Other pathophysiology leading to neonatal jaundice is reviewed elsewhere in this textbook and includes the following: (1) metabolic diseases (e.g., galactosemia, hereditary fructose intolerance, tyrosinemia, α1-antitrypsin deficiency, and PFIC); (2) hepatic hypoperfusion where inadequate perfusion of the hepatic sinusoids may not allow sufficient hepatocyte uptake and metabolism of bilirubin (e.g., patent ductus venosus with respiratory distress syndrome, congestive heart failure, and portal venous thrombosis); and (3) obstruction of the biliary tree (e.g., biliary atresia, choledochal cyst, cholangitis, cholelithiasis from sludge produced by ceftriaxone, total parenteral nutrition, or postsurgical fasting).

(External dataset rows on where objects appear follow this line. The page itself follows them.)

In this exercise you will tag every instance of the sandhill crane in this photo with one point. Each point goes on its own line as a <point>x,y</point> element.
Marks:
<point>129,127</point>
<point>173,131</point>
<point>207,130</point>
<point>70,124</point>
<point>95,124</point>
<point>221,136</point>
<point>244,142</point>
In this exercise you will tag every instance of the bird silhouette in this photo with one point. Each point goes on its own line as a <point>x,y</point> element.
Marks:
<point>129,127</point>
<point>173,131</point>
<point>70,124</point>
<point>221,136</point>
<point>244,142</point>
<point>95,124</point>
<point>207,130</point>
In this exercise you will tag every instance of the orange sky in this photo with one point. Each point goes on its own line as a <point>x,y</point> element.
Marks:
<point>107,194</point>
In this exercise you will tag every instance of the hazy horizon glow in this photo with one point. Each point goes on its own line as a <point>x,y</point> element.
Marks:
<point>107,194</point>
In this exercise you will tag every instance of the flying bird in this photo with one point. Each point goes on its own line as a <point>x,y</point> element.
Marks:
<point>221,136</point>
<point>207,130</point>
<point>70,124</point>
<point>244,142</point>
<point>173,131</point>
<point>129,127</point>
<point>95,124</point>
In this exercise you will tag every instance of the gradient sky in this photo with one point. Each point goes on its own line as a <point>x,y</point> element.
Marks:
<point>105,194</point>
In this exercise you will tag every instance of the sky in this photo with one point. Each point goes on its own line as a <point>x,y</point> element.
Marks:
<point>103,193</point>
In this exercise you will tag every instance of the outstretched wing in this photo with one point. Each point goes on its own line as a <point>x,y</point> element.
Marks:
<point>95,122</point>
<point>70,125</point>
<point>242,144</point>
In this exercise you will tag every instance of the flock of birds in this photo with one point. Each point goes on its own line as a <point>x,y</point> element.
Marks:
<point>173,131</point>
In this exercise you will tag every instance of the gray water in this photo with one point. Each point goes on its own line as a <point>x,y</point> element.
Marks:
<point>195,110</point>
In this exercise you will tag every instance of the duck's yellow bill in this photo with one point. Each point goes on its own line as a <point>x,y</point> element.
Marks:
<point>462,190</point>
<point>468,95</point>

Neonatal Jaundice Caused by Increased Production and Decreased Excretion of Bilirubin
In neonatal diseases with jaundice caused by decreased excretion and increased production of bilirubin, both conjugated and unconjugated bilirubin fractions can be elevated. Bacterial sepsis increases bilirubin production by producing erythrocyte hemolysis as a result of hemolysins released by bacteria. Endotoxins released by bacteria can also decrease canalicular bile secretion.

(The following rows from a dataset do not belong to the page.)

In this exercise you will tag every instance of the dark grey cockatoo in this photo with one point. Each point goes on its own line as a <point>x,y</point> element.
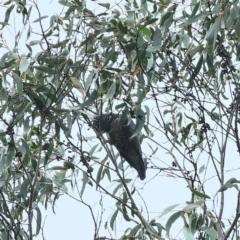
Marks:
<point>120,135</point>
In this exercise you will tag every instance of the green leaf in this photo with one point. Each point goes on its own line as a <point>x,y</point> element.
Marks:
<point>201,169</point>
<point>122,28</point>
<point>7,15</point>
<point>90,100</point>
<point>212,36</point>
<point>135,230</point>
<point>40,19</point>
<point>125,214</point>
<point>85,180</point>
<point>168,209</point>
<point>212,233</point>
<point>10,155</point>
<point>111,91</point>
<point>3,178</point>
<point>49,152</point>
<point>24,188</point>
<point>99,175</point>
<point>191,207</point>
<point>187,233</point>
<point>199,194</point>
<point>113,218</point>
<point>23,66</point>
<point>130,47</point>
<point>38,221</point>
<point>237,27</point>
<point>196,18</point>
<point>229,184</point>
<point>149,22</point>
<point>19,84</point>
<point>171,220</point>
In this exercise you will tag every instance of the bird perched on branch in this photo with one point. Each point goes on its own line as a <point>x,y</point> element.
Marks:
<point>120,135</point>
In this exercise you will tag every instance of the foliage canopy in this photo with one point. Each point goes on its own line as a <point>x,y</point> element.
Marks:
<point>171,66</point>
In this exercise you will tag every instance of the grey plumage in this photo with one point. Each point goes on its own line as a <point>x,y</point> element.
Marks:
<point>120,135</point>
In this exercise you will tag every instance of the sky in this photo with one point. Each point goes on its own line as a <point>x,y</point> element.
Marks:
<point>72,219</point>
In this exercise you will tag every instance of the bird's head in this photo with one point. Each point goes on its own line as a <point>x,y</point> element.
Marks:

Intrauterine infection is an important cause of neonatal hepatitis and jaundice and is reviewed elsewhere in this text. Congenital cirrhosis and hepatic fibrosis have also been reported as causes of jaundice in newborn infants. Abnormal erythrocytes may contribute to bilirubin production.

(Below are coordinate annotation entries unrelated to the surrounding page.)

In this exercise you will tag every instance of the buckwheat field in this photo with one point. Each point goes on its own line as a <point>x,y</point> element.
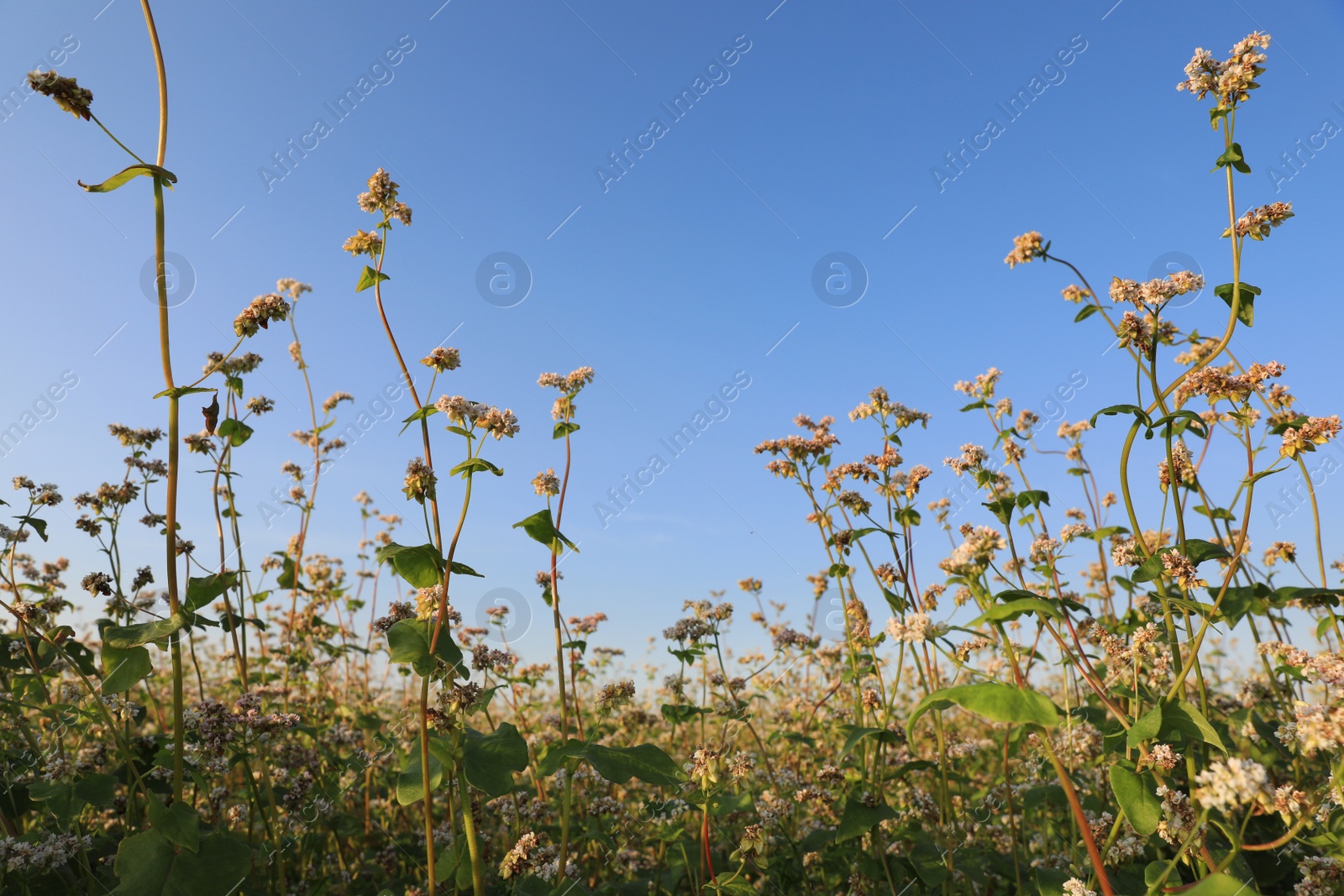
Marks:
<point>1021,689</point>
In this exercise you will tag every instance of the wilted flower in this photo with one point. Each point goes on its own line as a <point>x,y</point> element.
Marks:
<point>443,359</point>
<point>548,484</point>
<point>66,92</point>
<point>1025,249</point>
<point>420,481</point>
<point>260,313</point>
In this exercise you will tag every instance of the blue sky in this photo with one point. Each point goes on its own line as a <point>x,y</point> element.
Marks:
<point>822,136</point>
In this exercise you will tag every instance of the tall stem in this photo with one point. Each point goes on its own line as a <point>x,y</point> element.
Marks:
<point>171,511</point>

Toxicity of Neonatal Jaundice
Reviews of neonatal bilirubin toxicity and the mechanisms of bilirubin cytotoxicity have been published elsewhere. Yellow staining of brain nuclei in a severely jaundiced baby was first reported by Hervieux in 1847. The term kernikterus (from the German kern , “nuclei,” and the Greek ikterus , “jaundice” or “yellow”) was first used by Schmorl in 1903, when he described similar yellow staining of certain brain nuclei in six infants who died with severe neonatal jaundice. It has been suggested that the term kernicterus should be reserved for cases exhibiting classic symptoms and findings ( Table 16-1 ), with bilirubin encephalopathy used for all the other conditions of brain damage thought to be related to jaundice, although often these terms are used interchangeably. Although kernicterus was originally a pathologic term, it has also been used to describe the acute and chronic clinical conditions shown in Table 16-1 . Historically, the most common setting in which kernicterus has occurred is maternal–infant Rh (D) blood group incompatibility. Infants with hemolytic jaundice are more vulnerable to bilirubin toxicity than are newborns with nonhemolytic uncomplicated jaundice. However, hemolysis is not necessary for kernicterus. This is strikingly exemplified by CN, a disorder in which deficient hepatic bilirubin glucuronidation results in decreased bilirubin excretion with severe hyperbilirubinemia and, potentially, kernicterus. Kernicterus also has been identified in otherwise healthy breast-fed, full-term newborn infants with no evidence of hemolysis. Although the neonatal period is the most common time for bilirubin-related brain damage, the neurotoxicity of bilirubin has also been documented in adults with CN.